When women enter male-dominated occupations, it tends to set off a chain reaction—more women rise up the rank, the industry culture becomes more inclusive and so yet more women enter.

Women are Studying More and Having Children Later

The third trend was female achievement gains in schools and universities. Women have been earning more bachelor’s degrees than men since 1982, and more PhDs for the past 9 years, so increasingly the most qualified candidate for any job opening is a woman.

Women are also having children later, when their careers are more established and the “motherhood penalty”—the toll of childcare-related career interruptions on wage growth and promotions—is smaller.

Diversity and Inclusion Efforts Could Offset the Effects of a Slacker Labor Market

The fourth trend that was drawing more women into the labor force before the pandemic was a tightening labor market that was encouraging employers to broaden their talent pools and offer greater schedule flexibility. High unemployment has put that trend on pause for a few years.
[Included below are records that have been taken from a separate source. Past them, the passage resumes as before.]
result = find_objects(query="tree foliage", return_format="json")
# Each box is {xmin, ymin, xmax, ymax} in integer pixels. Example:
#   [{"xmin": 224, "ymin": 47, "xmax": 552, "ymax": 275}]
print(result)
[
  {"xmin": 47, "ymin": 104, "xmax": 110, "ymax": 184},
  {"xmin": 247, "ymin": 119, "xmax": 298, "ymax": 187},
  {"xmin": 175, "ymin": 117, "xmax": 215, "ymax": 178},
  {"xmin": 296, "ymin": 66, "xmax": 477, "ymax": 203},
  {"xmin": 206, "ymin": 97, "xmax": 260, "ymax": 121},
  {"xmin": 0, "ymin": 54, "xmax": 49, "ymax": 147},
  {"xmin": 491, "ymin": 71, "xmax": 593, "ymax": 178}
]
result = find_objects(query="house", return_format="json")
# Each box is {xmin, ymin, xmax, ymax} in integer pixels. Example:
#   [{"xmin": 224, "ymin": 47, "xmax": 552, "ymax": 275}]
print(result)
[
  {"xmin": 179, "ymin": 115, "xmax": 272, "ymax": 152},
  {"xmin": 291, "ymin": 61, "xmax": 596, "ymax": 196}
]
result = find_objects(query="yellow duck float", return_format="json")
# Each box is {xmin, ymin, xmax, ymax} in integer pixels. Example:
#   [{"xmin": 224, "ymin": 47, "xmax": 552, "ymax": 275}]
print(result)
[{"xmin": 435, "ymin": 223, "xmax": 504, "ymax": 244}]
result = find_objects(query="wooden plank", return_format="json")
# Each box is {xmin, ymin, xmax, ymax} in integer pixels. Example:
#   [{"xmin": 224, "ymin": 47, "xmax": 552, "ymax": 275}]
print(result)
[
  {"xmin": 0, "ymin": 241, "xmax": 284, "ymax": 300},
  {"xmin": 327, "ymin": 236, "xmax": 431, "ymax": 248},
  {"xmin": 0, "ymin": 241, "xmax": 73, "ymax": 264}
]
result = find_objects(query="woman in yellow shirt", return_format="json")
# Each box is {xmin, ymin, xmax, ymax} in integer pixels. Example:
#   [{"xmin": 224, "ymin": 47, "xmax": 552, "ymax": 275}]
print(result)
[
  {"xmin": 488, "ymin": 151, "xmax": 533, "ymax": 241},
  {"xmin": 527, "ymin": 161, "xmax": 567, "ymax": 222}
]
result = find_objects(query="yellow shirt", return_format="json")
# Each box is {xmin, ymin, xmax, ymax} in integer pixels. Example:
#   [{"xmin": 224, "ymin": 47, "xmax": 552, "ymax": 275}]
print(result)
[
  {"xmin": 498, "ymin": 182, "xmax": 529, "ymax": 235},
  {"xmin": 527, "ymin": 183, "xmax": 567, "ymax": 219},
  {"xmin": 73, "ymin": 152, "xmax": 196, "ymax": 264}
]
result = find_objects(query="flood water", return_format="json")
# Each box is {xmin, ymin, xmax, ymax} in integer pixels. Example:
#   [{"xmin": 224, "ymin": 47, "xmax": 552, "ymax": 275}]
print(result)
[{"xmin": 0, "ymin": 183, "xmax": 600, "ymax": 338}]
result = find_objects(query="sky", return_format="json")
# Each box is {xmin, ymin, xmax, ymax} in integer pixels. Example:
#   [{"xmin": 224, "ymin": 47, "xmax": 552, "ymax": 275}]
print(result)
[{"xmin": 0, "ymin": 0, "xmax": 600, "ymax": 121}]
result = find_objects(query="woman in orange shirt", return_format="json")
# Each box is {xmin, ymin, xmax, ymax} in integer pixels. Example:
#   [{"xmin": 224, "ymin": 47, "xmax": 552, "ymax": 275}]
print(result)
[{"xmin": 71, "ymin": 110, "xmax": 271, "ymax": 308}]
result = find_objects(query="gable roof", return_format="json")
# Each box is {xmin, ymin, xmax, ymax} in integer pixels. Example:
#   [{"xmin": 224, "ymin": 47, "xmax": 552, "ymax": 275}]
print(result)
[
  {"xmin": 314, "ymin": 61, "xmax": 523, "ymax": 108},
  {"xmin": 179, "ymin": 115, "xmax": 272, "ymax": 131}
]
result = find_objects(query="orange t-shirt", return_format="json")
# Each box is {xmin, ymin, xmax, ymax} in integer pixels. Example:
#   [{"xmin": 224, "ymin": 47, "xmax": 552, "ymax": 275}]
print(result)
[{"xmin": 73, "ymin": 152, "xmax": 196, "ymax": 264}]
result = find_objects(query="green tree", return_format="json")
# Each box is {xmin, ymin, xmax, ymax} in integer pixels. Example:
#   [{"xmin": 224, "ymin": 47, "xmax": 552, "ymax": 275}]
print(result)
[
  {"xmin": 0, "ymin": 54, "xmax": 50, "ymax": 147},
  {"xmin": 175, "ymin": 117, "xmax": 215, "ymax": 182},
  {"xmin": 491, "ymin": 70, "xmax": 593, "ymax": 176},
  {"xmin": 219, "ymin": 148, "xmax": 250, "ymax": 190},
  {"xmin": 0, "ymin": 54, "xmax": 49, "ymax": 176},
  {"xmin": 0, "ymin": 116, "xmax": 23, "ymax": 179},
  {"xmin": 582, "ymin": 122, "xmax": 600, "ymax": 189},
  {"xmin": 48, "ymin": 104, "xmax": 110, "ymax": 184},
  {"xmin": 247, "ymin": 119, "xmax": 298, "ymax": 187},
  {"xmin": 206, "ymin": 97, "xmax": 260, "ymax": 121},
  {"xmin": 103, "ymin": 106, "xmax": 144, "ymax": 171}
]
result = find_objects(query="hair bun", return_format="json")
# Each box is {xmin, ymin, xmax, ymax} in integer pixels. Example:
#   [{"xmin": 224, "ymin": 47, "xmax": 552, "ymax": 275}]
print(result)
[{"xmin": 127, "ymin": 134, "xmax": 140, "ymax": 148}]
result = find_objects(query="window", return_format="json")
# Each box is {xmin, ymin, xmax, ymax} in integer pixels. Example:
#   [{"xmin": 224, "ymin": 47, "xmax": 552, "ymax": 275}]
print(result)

But it has been replaced by another force likely to have some of the same effects. 2020 sparked a great awakening at many American companies and pushed them to increase their focus on diversity and inclusion.

Remote Work Could be the Real Game Changer for Women

In addition, there’s a new reason I’m bullish on the recovery of women’s careers, which is a product of the pandemic itself: the massive shift to remote work. A pandemic that severely disrupted women’s careers also paradoxically brought about changes in workplace norms that could make us the big winners in the end.

In the 2007 book Opting Out? Why Women Really Quit Careers and Head Home, American sociologist Pamela Stone interviewed high-achieving women who graduated from Ivy League universities, held senior management positions, and quit their jobs after having children. She discovered that the main reason they were leaving was the challenge of meeting illogical, impractical, inflexible workplace demands.

For many women who became parents in the post-pandemic world of remote work, work has been far more manageable. No more 10-hour-plus days for a nanny. No nanny cams. No panicked calls to an infant care center at closing time while stuck in standstill traffic.

Even after schools reopen, much of the increase in remote work and video conferencing will be here to stay. And that will help women’s employment will not merely recover, but thrive.

Julia Pollak is the labor economist at ZipRecruiter.